Question

A popular soft drink is sold in 2-liter (2000 milliliter) bottles. Because of variation in the filling process, bottles have a mean of 2000 milliliters and a standard deviation of 18, normally distributed. A) If the manufacturer samples 100 bottles, what is the probability that the mean is less than 1995 milliliters? B) What mean overfill or more will occur only 10% of the time for the sample of 100 bottles?

Answer 1

Answer:

a) 0.27% probability that the mean is less than 1995 milliliters.

b) 2002.3 milliliters or more will occur only 10% of the time for the sample of 100 bottles.

Step-by-step explanation:

To solve this problem, it is important to understand the normal probability distribution and the central limit theorem

Normal probability distribution

Problems of normally distributed samples are solved using the z-score formula.

In a set with mean $\mu$ and standard deviation $\sigma$, the zscore of a measure X is given by:

$Z = \frac{X - \mu}{\sigma}$

The Z-score measures how many standard deviations the measure is from the mean.
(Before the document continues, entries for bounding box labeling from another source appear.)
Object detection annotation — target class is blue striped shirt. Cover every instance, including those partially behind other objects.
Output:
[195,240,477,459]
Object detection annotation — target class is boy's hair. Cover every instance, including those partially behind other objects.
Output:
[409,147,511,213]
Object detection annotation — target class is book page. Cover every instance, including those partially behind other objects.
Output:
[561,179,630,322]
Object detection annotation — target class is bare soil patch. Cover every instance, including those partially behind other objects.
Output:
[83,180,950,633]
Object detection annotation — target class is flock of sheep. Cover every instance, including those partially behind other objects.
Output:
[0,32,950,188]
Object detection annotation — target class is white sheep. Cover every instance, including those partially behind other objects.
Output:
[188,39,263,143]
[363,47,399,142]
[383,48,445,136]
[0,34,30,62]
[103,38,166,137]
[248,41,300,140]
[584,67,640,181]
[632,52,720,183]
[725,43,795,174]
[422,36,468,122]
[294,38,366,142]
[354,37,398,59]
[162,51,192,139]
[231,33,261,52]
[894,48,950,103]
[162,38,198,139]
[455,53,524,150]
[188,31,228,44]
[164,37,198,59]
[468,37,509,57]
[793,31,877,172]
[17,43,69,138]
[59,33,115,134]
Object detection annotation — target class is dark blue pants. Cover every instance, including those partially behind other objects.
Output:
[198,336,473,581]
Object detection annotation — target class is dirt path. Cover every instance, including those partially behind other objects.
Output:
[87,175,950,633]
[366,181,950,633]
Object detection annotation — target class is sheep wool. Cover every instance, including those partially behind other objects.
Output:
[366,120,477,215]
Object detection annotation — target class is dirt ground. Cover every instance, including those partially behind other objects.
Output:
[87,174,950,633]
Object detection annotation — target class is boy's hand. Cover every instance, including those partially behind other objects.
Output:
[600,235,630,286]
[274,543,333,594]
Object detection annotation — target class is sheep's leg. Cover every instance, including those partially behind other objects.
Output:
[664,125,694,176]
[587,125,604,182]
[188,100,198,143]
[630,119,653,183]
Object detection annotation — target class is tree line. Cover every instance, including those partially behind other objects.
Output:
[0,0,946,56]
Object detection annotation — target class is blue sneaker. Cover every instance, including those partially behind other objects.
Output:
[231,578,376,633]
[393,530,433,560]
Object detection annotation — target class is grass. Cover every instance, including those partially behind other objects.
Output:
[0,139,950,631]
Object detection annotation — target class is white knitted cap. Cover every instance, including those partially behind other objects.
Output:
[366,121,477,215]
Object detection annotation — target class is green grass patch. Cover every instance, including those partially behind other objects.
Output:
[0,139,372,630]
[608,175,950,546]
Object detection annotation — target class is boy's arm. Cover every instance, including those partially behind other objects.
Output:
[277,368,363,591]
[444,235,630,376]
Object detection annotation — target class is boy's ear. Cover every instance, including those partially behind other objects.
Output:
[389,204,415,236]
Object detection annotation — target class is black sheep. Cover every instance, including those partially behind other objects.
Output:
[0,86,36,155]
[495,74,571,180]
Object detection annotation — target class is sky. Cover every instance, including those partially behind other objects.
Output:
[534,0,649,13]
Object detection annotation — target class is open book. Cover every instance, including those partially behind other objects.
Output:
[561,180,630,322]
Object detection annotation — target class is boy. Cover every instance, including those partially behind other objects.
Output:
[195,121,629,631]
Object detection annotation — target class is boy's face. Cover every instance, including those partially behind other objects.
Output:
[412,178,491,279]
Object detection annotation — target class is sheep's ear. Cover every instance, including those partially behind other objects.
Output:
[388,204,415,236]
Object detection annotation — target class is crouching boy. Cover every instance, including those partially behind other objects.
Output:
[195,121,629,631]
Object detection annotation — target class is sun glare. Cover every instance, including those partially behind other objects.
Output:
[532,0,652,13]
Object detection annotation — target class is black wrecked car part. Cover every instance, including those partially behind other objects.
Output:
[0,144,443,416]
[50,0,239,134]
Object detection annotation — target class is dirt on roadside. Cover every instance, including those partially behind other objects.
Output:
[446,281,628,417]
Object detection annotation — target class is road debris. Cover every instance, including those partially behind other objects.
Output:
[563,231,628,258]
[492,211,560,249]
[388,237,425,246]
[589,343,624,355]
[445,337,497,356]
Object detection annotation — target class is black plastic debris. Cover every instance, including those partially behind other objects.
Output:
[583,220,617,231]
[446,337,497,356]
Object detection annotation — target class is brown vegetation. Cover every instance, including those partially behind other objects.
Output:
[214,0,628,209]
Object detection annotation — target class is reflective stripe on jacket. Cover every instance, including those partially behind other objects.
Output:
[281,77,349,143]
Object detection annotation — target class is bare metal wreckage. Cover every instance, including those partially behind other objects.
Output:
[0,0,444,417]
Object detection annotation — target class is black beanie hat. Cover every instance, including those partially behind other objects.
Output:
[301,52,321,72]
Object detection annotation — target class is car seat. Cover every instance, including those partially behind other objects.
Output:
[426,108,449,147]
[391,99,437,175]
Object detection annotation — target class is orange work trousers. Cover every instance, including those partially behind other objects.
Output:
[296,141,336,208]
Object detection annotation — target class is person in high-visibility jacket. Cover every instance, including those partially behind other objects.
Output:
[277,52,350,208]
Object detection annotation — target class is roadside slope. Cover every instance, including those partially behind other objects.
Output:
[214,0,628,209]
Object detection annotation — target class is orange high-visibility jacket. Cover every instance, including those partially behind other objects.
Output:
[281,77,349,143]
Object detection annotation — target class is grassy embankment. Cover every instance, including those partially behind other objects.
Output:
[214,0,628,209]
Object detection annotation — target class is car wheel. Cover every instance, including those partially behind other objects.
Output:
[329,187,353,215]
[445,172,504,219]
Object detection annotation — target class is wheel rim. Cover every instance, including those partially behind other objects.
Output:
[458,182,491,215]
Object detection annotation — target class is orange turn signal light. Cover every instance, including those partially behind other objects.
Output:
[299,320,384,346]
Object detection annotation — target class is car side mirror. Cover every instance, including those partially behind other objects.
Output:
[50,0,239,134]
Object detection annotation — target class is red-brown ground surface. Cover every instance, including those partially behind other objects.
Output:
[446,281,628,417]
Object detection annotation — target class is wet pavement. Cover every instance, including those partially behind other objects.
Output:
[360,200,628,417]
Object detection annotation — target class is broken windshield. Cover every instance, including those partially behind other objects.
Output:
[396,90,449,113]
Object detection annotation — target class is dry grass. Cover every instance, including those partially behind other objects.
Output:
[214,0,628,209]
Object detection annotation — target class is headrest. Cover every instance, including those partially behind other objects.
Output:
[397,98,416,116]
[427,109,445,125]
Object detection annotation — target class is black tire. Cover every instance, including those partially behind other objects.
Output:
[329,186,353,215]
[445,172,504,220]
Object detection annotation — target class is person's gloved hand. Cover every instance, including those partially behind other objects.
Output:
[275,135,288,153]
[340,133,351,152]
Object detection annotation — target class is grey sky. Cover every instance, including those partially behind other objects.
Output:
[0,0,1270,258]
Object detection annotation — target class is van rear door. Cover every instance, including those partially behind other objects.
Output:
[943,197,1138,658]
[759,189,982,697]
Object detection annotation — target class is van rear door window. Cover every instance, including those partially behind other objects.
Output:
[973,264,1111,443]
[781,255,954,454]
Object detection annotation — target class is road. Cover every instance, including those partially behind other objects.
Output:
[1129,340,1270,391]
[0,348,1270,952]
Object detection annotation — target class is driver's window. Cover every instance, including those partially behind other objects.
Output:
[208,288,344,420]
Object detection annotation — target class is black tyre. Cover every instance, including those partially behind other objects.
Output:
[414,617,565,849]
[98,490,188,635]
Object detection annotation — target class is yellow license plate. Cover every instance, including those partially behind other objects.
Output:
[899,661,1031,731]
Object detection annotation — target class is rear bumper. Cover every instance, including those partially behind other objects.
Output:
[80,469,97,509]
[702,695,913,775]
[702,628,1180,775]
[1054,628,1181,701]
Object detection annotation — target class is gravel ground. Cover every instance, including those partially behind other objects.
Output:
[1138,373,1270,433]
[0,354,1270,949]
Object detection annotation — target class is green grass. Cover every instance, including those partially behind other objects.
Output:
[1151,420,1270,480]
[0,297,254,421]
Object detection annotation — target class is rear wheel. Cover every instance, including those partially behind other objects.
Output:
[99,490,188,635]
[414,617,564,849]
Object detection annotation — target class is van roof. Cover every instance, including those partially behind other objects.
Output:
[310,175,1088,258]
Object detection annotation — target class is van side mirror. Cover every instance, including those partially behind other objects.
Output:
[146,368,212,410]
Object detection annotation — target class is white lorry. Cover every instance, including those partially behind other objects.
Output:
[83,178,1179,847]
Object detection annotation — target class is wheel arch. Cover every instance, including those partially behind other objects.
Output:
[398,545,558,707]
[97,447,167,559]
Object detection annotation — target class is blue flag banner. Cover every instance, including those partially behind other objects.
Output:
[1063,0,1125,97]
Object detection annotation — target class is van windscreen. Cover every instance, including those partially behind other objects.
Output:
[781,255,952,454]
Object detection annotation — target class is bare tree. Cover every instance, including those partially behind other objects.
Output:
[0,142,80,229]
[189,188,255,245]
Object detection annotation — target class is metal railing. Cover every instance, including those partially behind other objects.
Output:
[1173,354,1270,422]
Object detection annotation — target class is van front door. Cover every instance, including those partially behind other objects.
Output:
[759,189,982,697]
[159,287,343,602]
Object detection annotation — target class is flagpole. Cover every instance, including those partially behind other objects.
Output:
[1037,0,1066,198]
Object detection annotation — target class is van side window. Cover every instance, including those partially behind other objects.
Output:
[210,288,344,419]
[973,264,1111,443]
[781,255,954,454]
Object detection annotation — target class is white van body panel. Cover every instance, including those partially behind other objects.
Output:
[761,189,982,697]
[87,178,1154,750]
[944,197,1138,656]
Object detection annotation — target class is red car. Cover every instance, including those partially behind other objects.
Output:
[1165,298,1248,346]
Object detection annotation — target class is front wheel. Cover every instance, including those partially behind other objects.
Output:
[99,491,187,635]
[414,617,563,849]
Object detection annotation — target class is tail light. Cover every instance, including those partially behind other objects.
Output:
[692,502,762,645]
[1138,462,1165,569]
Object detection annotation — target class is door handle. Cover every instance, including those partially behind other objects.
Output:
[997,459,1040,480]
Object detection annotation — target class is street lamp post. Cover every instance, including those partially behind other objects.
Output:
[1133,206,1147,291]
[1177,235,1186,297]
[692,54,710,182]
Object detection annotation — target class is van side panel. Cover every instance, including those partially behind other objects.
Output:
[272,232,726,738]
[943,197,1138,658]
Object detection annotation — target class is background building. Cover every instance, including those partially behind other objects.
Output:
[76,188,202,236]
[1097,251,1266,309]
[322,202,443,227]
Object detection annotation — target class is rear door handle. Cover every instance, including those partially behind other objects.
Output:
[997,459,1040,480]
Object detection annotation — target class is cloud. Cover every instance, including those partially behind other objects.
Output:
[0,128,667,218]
After finding the Z-score, we look at the z-score table and find the p-value associated with this z-score. This p-value is the probability that the value of the measure is smaller than X, that is, the percentile of X. Subtracting 1 by the pvalue, we get the probability that the value of the measure is greater than X.

Central Limit theorem

The Central Limit Theorem estabilishes that, for a random variable X, with mean $\mu$ and standard deviation $\sigma$, a large sample size can be approximated to a normal distribution with mean $\mu$ and standard deviation $s = \frac{\sigma}{\sqrt{n}}$

In this problem, we have that:

$\mu = 2000, \sigma = 18$

A) If the manufacturer samples 100 bottles, what is the probability that the mean is less than 1995 milliliters?

So $n = 100, s = \frac{18}{\sqrt{100}} = 1.8$

This probability is the pvalue of Z when X = 1995. So

$Z = \frac{X - \mu}{\sigma}$

By the Central Limit Theorem

$Z = \frac{X - \mu}{s}$

$Z = \frac{1995 - 2000}{1.8}$

$Z = -2.78$

$Z = -2.78$ has a pvalue of 0.0027

So 0.27% probability that the mean is less than 1995 milliliters.

B) What mean overfill or more will occur only 10% of the time for the sample of 100 bottles?

This is the value of X when Z has a pvalue of 1-0.1 = 0.9.

So it is X when $Z = 1.28$

$Z = \frac{X - \mu}{s}$

$1.28 = \frac{X - 2000}{1.8}$

$X - 2000 = 1.8*1.28$

$X = 2002.3$

2002.3 milliliters or more will occur only 10% of the time for the sample of 100 bottles.